Spawn of "Black Swan": A new parody from Jack Ferver's QWAN Company

March 11, 2011

 

Finally, a really good reason to have seen Black Swan (other than being able to talk about it when people say, “Oh—you’re a dancer. What did you think of Black Swan?”) Without enduring those 100 minutes of melodrama, I don’t think I could have fully appreciated SWAN!!!, an ingenious parody of the psychological thriller—or dark comedy, or, just, comedy, as some have argued—by Jack Ferver’s QWAN (Quality Without a Name) Company. This hour-long reading of the riotously reimagined script, created collaboratively by Ferver and four other members of QWAN, enjoyed a sold-out four-show run at P.S. 122 this past weekend.

 

In all the buzz surrounding Black Swan (to which I’ll stop contributing after this post—promise), the question of how seriously to take it has been up for debate. “Is Black Swan, Darren Aronofsky’s tawdry thriller, a work of camp?” asked Dennis Lim in a recent Slate article—and if so, intentionally, naively, or somewhere in between? Did Aronofsky, for instance, mean for that hulking black-feathered villain, sneaking up on Nina/Natalie, to seem more like a caricature of scary than actually scary?

 

Whatever the case, there’s much to be spoofed in the saga of the chaste perfectionist unearthing her “dark side,” and QWAN artfully seizes upon it in this side-splitting satire. (Their earlier piece Notes!!! gave Notes on a Scandal a similar treatment, starring Philip Taratula—whose touring schedule prevented him from appearing in SWAN!!!—as the Judi Dench character.) No major plot upheavals here (except at the end—more on that later): the group sticks to the storyline but reveals its ridiculousness at every paranoid, look-alike-producing turn.
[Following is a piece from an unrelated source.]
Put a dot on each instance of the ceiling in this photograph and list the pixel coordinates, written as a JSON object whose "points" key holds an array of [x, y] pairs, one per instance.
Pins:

And for all its raunchy and grotesque humor—if Nina had fake-vomited only once or twice, I would have been fine with that—SWAN!!! is ultimately an uplifting example of art begetting (better) art.

 

As if not to distract from the awesomeness of the cast, Ferver (who plays Mila Kunis playing Nina’s bad-girl doppelganger, Lily) keeps the presentation simple: The actors sit in a row of chairs, scripts in hand, dramatically narrating key scenes and rehashing dialogue, much of which comes straight from the movie, but with plenty of hilarious revisions. In the case of Nina (whose obtuse side is marvelously played up by Jenn Harris, in pink leotard and wrap skirt) we’re also treated to the character’s inane internal ramblings. “Everything in here is black and white,” she says ditzily, when artistic director Tomas (Christian Coulson, who does a great over-the-top French accent) takes her back to his expensive-looking apartment, a jab at the film’s overwrought light-and-dark symbolism. And later, breathless mid-performance: “I literally just turned into a black swan!”

 

Something irritates me about Natalie Portman, and I can never really put my finger on it. Harris, though, seems to know exactly what it is, which makes her performance a joy to watch. She looks nothing like the actress, but manages to bear an uncanny resemblance, through vocal inflections and facial mannerisms alone: the quivering pout, the lips and cheeks and forehead twitching and contorting with anxiety. The same goes for Randy Harrison, as Barbara Hershey playing Nina’s overbearing mom, and Matthew Wilkis, as Winona Ryder’s washed-up prima ballerina character, who here just goes by “Winona.”

 

Ferver is as much a choreographer as a dramaturg, but there’s minimal dancing in SWAN!!!; most of it happens seated, with the upper body. To demonstrate the series of turns she’s trying to master, Nina holds her index finger erect in the air and whips her forearm in a circle, sometimes joined by the men. “Fouetté! Fouetté! Fouetté!” they chant. (In her essay “Notes on Camp” Susan Sontag listed Swan Lake as one “random example” of the genre. If you asked a choreographer to name the campiest part, they would probably point to the 32 fouettés, so iconic they’ve attained the status of a dance cliché.)

 

Throughout the show, I wondered how the company would handle the climax, which in the film, admittedly, is pretty gripping. Could they sustain the tension without letting it deflate too soon? They finessed that challenge with a surprise twist: Just as Nina ascends the “staircase” from which she’ll fall to her death, she suddenly has a golden statue in hand. With all the nervous “ums” and “ahs” intact, Natalie effusively accepts her Oscar, thanking a long list of collaborators, including “me, me, me.”

 

Personally, I’d like to thank Aronofsky for making Black Swan so that QWAN could make brilliant fun of it.

 
—Siobhan Burke


[email protected]

 


[This article was originally posted on 3/12/11 and updated on 3/14/11.]